“On the seventh day, God finished his work of creation, rested and said: ‘There will no longer be any maintenance of the houses and gardens of the dead in the municipality of Uccle!'”
God’s wrath is one possible explanation for the wilderness of this graveyard. Other, more profane theories make mention of negligent maintenance services or of Monuments and Landscapes wanting to protect the site’s rich biodiversity. Whatever it may be, certain is that this 1866 graveyard has slowly grown into a unique jungle since it was closed down in 1958.

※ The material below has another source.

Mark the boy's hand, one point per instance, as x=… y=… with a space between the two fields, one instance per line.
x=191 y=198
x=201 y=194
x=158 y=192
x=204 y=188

Today, only the pathways are cleared from greenery, so that you and I can wander this forlorn necropolis. More than 200 different plant species can be found. They overgrow the dilapidated tombstones, chapels, mausoleums and rusty Jesuses. Some of the wealthiest politicians, architects, bankers, members of the nobility and Jewish families built their final mansions on these grounds – while fashionably keeping to the architectural styles that were in vogue at the time. Nowadays, branches embrace their magnificent funerary art pieces, as if wanting to prevent the beauty of this place from falling apart. Of one grave’s occupant you’ll probably have heard before: Georges Remi a.k.a. Hergé, the Belgian cartoonist. World famous for his comic albums ‘The Adventures of Tintin‘.
My final recommendations for one of my favorite hangouts in Brussels? Enter one of the tombs accessible for public. Do make sure you have a good light with you. And secondly: don’t forget to enjoy the ride that gets you to the cemetery!